I lavoratori sono in grado di richiamare l’attenzione su alcuni pericoli che, per la loro stessa natura, risultano di difficile identificazione.

Si tratta di problemi che possono derivare dall’organizzazione del lavoro, dal tipo di attività svolte o dalle caratteristiche del posto di lavoro. Sono purtroppo aspetti che talvolta si prendono per scontati o che determinano una riduzione anche tacitamente accettata delle condizioni normali di sicurezza.

Effettuare una “ricerca integrata dei rischi”, basata sulla rivalutazione delle esperienze di tutti (anche queste spesso diverse ed integrative tra loro) serve anche ad aumentare la conoscenza professionale del lavoro ed il saper organizzare la sicurezza sul lavoro fornisce ai lavoratori una maggior forza contrattuale per introdurre cambiamenti e aumentare il loro livello di salute e sicurezza (a vantaggio anche economico per l’azienda).

È importante sottolineare come un’attività di questo tipo, correttamente implementata, sia estremamente utile nel rendere aggiornato e più efficace il Documento di Valutazione dei Rischi, che peraltro dovrebbe individuare una serie di procedure ad hoc, sulle quali i lavoratori possono avere molto da dire, sia per l’individuazione dei punti critici operativi, sia per la ricerca delle soluzioni.

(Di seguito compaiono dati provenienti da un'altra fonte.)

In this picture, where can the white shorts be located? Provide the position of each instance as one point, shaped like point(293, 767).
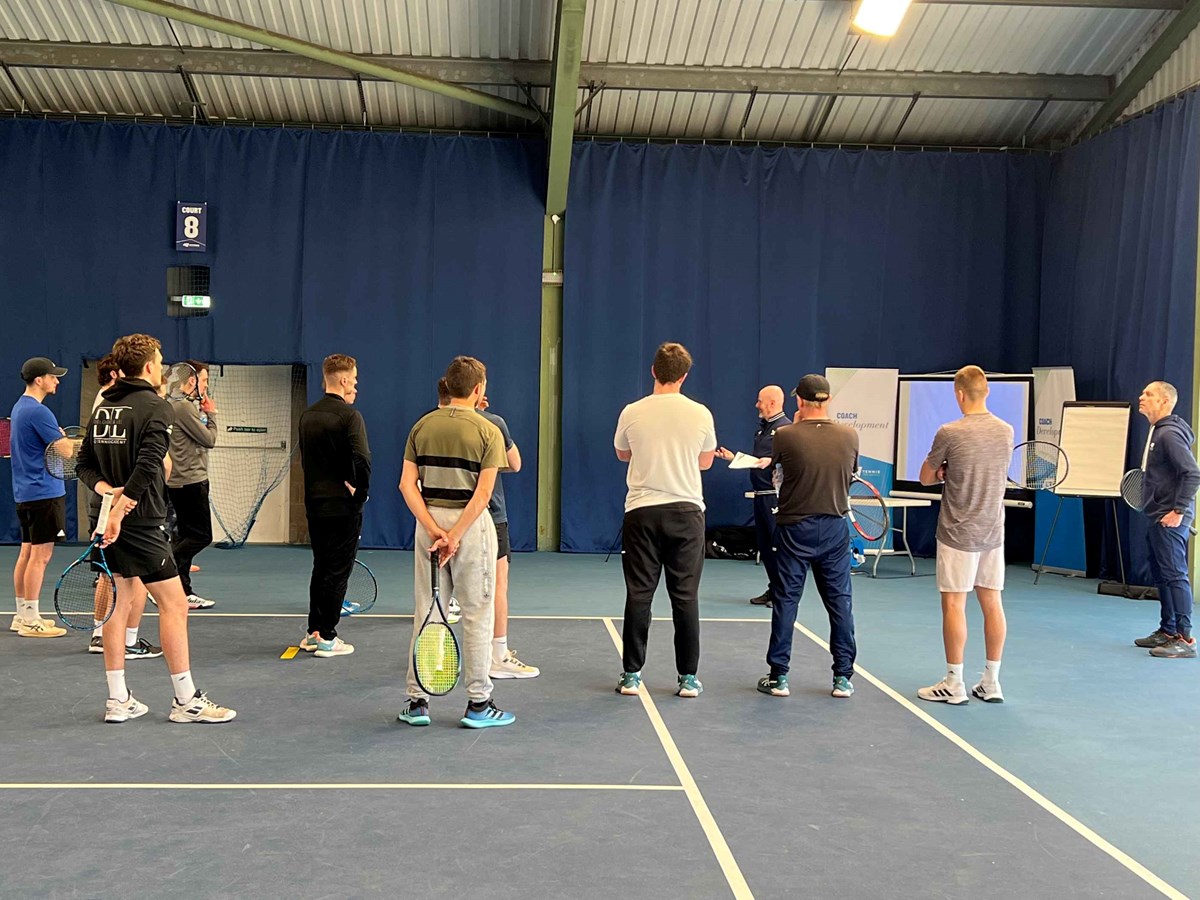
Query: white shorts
point(960, 571)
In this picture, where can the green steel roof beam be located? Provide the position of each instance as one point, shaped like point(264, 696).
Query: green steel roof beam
point(327, 54)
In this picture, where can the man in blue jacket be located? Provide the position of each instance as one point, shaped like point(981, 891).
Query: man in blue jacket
point(1171, 480)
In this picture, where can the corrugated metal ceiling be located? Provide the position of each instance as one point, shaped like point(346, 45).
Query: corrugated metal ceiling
point(773, 34)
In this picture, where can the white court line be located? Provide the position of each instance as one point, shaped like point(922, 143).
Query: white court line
point(303, 786)
point(1037, 797)
point(715, 839)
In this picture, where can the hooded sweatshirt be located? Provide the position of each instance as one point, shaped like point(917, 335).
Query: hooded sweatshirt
point(1171, 473)
point(126, 438)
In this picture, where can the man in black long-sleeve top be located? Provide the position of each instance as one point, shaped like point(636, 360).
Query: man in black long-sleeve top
point(336, 463)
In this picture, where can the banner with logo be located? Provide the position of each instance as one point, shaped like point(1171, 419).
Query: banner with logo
point(1066, 555)
point(865, 399)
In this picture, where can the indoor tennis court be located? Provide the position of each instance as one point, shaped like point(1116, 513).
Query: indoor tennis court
point(267, 267)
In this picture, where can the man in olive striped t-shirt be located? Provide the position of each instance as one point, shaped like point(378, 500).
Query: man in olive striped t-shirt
point(451, 460)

Tramite la collaborazione attiva dei lavoratori si raccolgono informazioni che poi verranno utilizzate per:

- individuare i problemi;

- trovare delle soluzioni;

- sviluppare tra i lavoratori una coscienza collettiva;

- contrattare con il datore di lavoro i metodi più efficaci e di minore impatto economico (non esistono lavoratori che volutamente intendono sperperare denaro aziendale per arrivare ad obiettivi non raggiungibili, esistono spesso imprenditori che non intendono far partecipare altri soggetti alla gestione, anche non opportuna, del capitale economico aziendale, ritenuto legato all’individuo) per la realizzazione di obiettivi fondamentali per la sicurezza sul lavoro.

Questo tipo di collaborazione non è certo un esercizio accademico, ma un umile approccio pratico per il miglioramento delle garanzie di base dei lavoratori e soprattutto delle loro condizioni di lavoro in aperto contrasto con la diffusa paura di non ottenere, o peggio di perdere il posto di lavoro o un reddito, accettando con remissione qualunque condizione di lavoro sia proposta. La ricerca integrata può contribuire a superare questo problema, ad esempio:

- facendo in modo che i lavoratori acquisiscano consapevolezza e fiducia nelle loro capacità, dal momento che l’elemento partecipativo del processo di ricerca valorizza i loro interessi, facendoli sentire protagonisti e autori del processo e dei relativi esiti;

- aumentando la forza della contrattazione sindacale attraverso l’azione collettiva da parte dei lavoratori;

- fornendo una certa protezione contro ricadute negative sui lavoratori, dal momento che è molto più difficile screditare o rimproverare un’intera forza lavoro che poche persone isolate; questo pubblicizzando i risultati, in quanto azioni contro i lavoratori che stanno promuovendo la sicurezza nella loro realtà lavorativa non è certamente un bel biglietto da visita per l’azienda;

- organizzando i lavoratori attorno ai problemi relativi alla salute, al benessere, e alle garanzie di base, laddove non esista un organismo collettivo, come un sindacato.

Si potrà poi valutare l’efficacia delle azioni tese a realizzare l’obiettivo finale, cioè il cambiamento, quando saranno intraprese azioni mirate il cui impatto potrà essere misurato.